Herbert Leuninger

ARCHIV MIGRATION
1975

HESSISCHER RUNDFUNK, Frankfurt/M.,
1 . Hörfunkprogramm, Sonntag, 27. April 1975
Sendereihe: "Aus Kirche und Welt"
Redaktion Norbert Kutschki

Sozialdienst für italienische Arbeitsmigranten

INHALT
BERICHT ÜBER EINE STUDIENTAGUNG DER ITALIENISCHEN SOZIALBERATER DES DEUTSCHEN CARITASVERBANDES UND ITALIENISCHER PARTNERORGANISATIONEN VOM 13.-17.4.1975 IN ROM


Die italienischen Sozialberater, die für ihre nach Deutschland emigrierten Landsleute tätig sind, erklären sich nicht mehr einverstanden mit einer Rolle, in der sie ihrer Erfahrung nach nur mehr „Löcher stopfen" und begrenzte, momentane Hilfe leisten. Damit könne, zwar den unmittelbaren Bedürfnissen der Arbeiter Rechnung getragen werden, zur Lösung der echten Probleme sei sie jedoch gänzlich ungeeignet. Sie fühlen sich von einer Gesellschaft in Dienst genommen, die für menschliche Existenznöte unvorstellbaren Ausmaßes verantwortlich ist, die entstandenen Probleme aber auf die Sozialdienste abschiebt, ohne die Ursachen der Arbeitswanderung anzugehen.

Diese aus einer tiefen Skepsis gegenüber der eigenen Funktion herrührende Kritik ist in einem Bericht enthalten, der auf einer Studientagung über "Die Sozialdienste und die Emigration" in Rom von den italienischen Sozialberatern des Deutschen Caritasverbandes vorgelegt wurde.

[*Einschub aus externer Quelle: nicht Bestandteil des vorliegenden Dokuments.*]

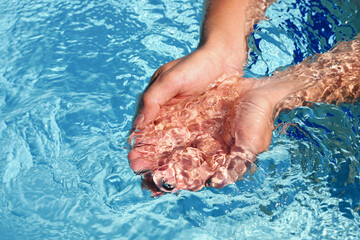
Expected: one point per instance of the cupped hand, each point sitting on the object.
(187, 76)
(208, 140)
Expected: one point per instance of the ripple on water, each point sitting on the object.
(70, 73)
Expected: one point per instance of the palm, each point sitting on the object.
(205, 140)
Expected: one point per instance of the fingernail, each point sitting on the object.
(139, 120)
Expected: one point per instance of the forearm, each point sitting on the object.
(330, 77)
(227, 23)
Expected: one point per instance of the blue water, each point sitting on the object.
(70, 73)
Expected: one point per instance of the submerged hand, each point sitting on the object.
(210, 139)
(188, 76)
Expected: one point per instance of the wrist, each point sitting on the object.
(230, 51)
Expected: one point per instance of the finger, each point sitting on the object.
(165, 88)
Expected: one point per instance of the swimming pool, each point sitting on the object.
(70, 74)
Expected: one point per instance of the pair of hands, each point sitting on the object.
(245, 129)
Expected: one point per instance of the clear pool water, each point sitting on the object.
(70, 73)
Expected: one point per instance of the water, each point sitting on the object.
(70, 74)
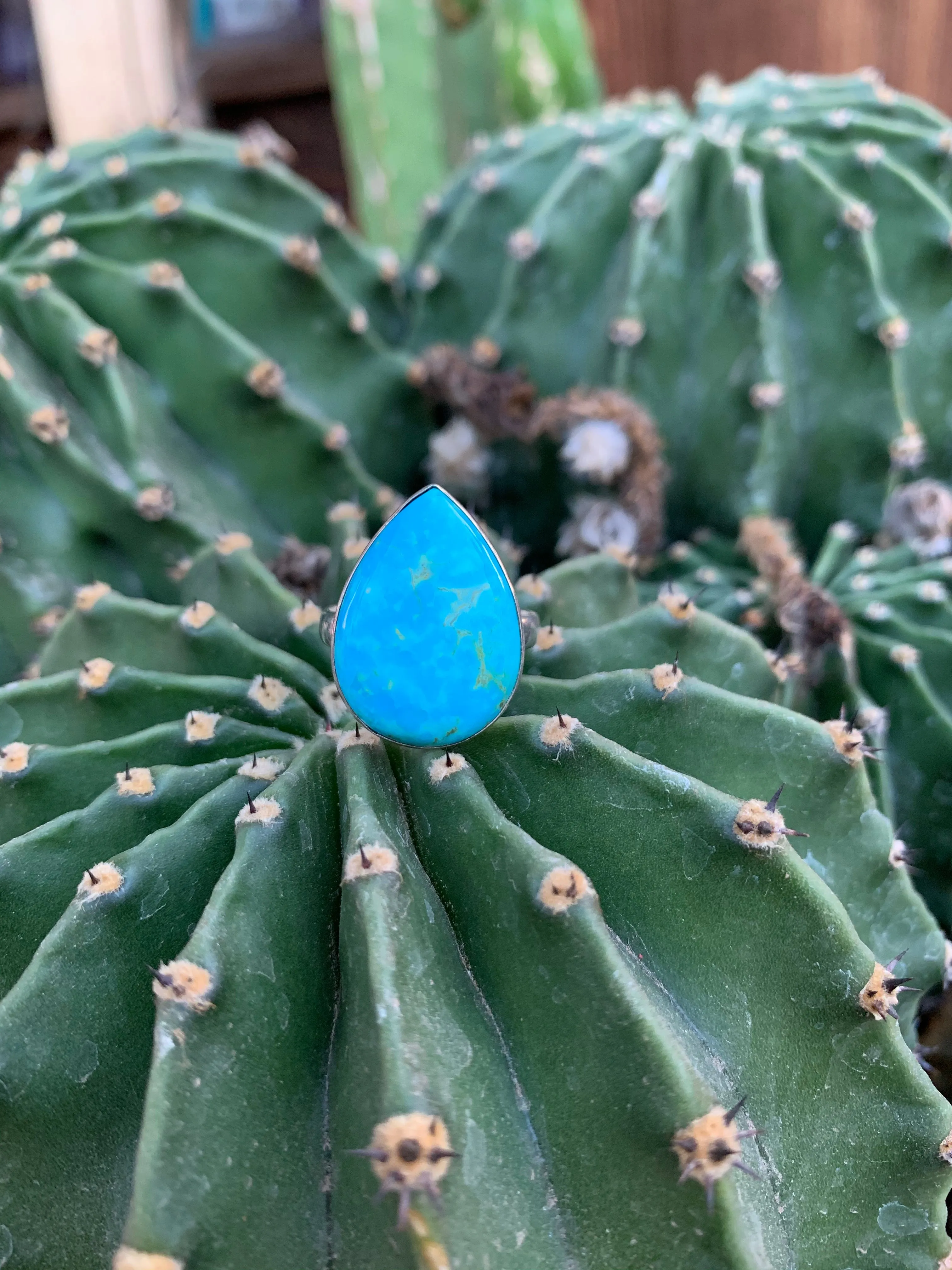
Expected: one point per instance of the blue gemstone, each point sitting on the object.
(428, 638)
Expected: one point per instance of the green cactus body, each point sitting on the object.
(888, 670)
(770, 277)
(193, 345)
(558, 961)
(413, 87)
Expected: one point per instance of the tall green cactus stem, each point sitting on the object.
(412, 88)
(768, 276)
(259, 404)
(504, 988)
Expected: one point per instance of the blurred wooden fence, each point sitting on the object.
(669, 44)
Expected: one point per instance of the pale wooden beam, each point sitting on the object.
(112, 65)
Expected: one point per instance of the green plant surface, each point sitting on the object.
(545, 957)
(191, 641)
(413, 89)
(193, 345)
(705, 647)
(770, 277)
(70, 1127)
(892, 675)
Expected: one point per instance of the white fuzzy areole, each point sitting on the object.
(597, 450)
(848, 741)
(99, 346)
(14, 759)
(259, 811)
(365, 737)
(666, 678)
(563, 887)
(303, 253)
(94, 673)
(262, 768)
(370, 861)
(905, 656)
(155, 502)
(102, 879)
(139, 783)
(51, 225)
(446, 765)
(557, 732)
(199, 614)
(266, 379)
(166, 276)
(50, 425)
(457, 458)
(88, 598)
(876, 999)
(758, 827)
(677, 604)
(184, 983)
(305, 615)
(269, 694)
(337, 438)
(201, 724)
(235, 541)
(167, 203)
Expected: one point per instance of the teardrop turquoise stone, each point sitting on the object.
(428, 638)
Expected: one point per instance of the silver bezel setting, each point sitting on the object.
(512, 592)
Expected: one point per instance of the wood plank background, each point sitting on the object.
(669, 44)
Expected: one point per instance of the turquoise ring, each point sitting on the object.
(428, 639)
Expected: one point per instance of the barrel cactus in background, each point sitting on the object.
(413, 87)
(193, 345)
(770, 277)
(259, 968)
(866, 630)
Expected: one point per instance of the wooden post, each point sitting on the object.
(112, 65)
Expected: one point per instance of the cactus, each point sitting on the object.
(866, 632)
(193, 345)
(770, 277)
(413, 88)
(514, 993)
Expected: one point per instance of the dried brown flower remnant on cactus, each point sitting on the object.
(497, 403)
(610, 440)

Solche Töne ließen aufhorchen und riefen bei dem einen oder anderen der deutschen Caritas-Repräsentanten Verwunderung hervor. Seit im Jahre 1956 die ersten fünf italienischen Sozialberater angestellt wurden, ist von Hunderten von Kollegen auch anderer Nationen unter höchstem, persönlichem Einsatz eine Arbeit geleistet worden, die alle Anerkennung verdient. Allein in den Jahren 1964 bis 1972 wurden für den Sozialdienst des Deutschen Caritasverbandes für die ausländischen Arbeitnehmer rund 62 Millionen Mark aufgewendet, von denen 41 Millionen Eigenleistungen waren, nicht zuletzt aus Kirchensteuermitteln, die von den ausländischen Arbeitern aufgebracht wurden. Und nun fragen die engagierten Mitarbeiter nach dem Sinn ihrer bisherigen und der Neuorientierung ihrer künftigen Tätigkeit!.

Unter den derzeit 115 Sozialberatern für Italiener hatte es über den Zeitraum eines halben Jahres heiße Debatten über diese Fragen gegeben, die sich dann in einem nahezu 30seitigen Dokument niederschlugen. Auf dem Hintergrund der derzeitigen Ausländerpolitik der Bundesrepublik und der Beschäftigungskrise, die unter den Ausländern überraschenderweise die Italiener am härtesten trifft, wird darin von einer Ausnutzung der ausländischen Arbeitnehmer gesprochen, die den Menschenrechten zuwiderlaufe. Damit wird eine Wirtschaftspolitik - auch der italienischen Regierung - angegangen, die Millionen von Menschen je nach den ökonomischen Bedingungen hin- und herschiebt. Diesen Zustand wollen die italienischen Sozialberater nicht mehr wie bisher einfach hinnehmen, sondern mit den Betroffenen an einer Änderung mitwirken.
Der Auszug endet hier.